In view of the repeated accusations which the prosecution has built up here and elsewhere from the camouflaging of measures, the denial of facts, I feel obliged to make a few remarks on the point as to whether there is any obligation at all in international politics to tell the truth. However it may be in peace time, in time of war at any rate one cannot recognize any obligation to tell the truth in a question which may be of advantage to the enemy. I need only to point to Hugo Grotius who says:

"One may conceal the truth wisely. Dissimulation is absolutely necessary and unavoidable."
What would it have meant for the military situation if U- boat sinkings in the instances dealt with here had not been denied but admitted? First of all, since that would have come to the knowledge of the enemy too, we should have lost the military advantage which lay in the misleading of his defence. Furthermore - and this is no less important - we might quite possibly have furnished our enemy with allies who would have helped him, at least with propaganda if not with their weapons. In view of the fact that some of the neutrals concerned were so dependent on England, they would probably not have recognized the German viewpoint as to the legitimacy of the operational areas, especially since this viewpoint was contrary to their own interests. It would have led to political tensions and, possibly, to armed conflicts. Our enemies would have derived the only immediate advantage from it. From the standpoint of the law this endeavour to camouflage the use of submarines even from the neutrals does not seem objectionable to me.

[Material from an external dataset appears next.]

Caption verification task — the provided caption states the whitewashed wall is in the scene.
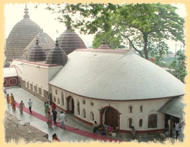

But if the prosecution uses this with the intention of moral defamation, it applies standards here which heretofore have never been applied to the conduct of a war and to the politics of any other country in the world. It was precisely in naval warfare in which the same methods of camouflage were employed by the other side, too. The operational areas which Great Britain declared around the European coasts from Norway to Biscay were, with the exception of the Biscay area, declared mine danger zones. But we know from Churchill's statement of May, 1940, as well as from testimonies of witnesses that in these areas there were

[Page 10]

unlimited attacks with submarines, speedboats, and above all with aeroplanes. Consequently, very often neither the German Command nor the neutral country which had been attacked knew whether a loss sustained in such an area really should be traced back to a mine or to another weapon of naval warfare. To conclude that the camouflaging of a measure constitutes its illegality thus seems to me entirely without basis.

Within the German operational zone all ships were on principle attacked without warning. However, orders had been given to make exceptions in the case of certain neutrals, such as, in the beginning, Japan, the Soviet Union, Spain, and Italy. In this measure the prosecution saw the endeavour of the Naval Command to terrorise the smaller neutral countries whereas it dared not pick a quarrel with the big ones. The real reason for this differential treatment is given in Document 65-UK in the notes on the report which the Commander-in-Chief of the Navy made to the Fuehrer on 16th October, 1939.

According to this the neutral governments mentioned are requested to declare that they will not carry contraband of war, otherwise they will be treated just like any other neutral country. The reason for the different treatment was merely that certain countries were willing and in a position to forbid their boats to carry contraband of war to England, whereas others could not or would not do it because of their political attitude or their economic dependence on England. Therefore, it is not a question of terrorising the smaller neutrals and the sparing of the bigger ones, but of preventing traffic in contraband of war and the protection of legitimate commercial trade. Since no general legal maxim exists which compels the belligerent power to treat all neutral powers alike, no objection can be raised on the basis of International Law. It would indeed be strange if here, in the name of humanity, the demand were made that German submarines should have sunk even those ships which they did not want to sink at all.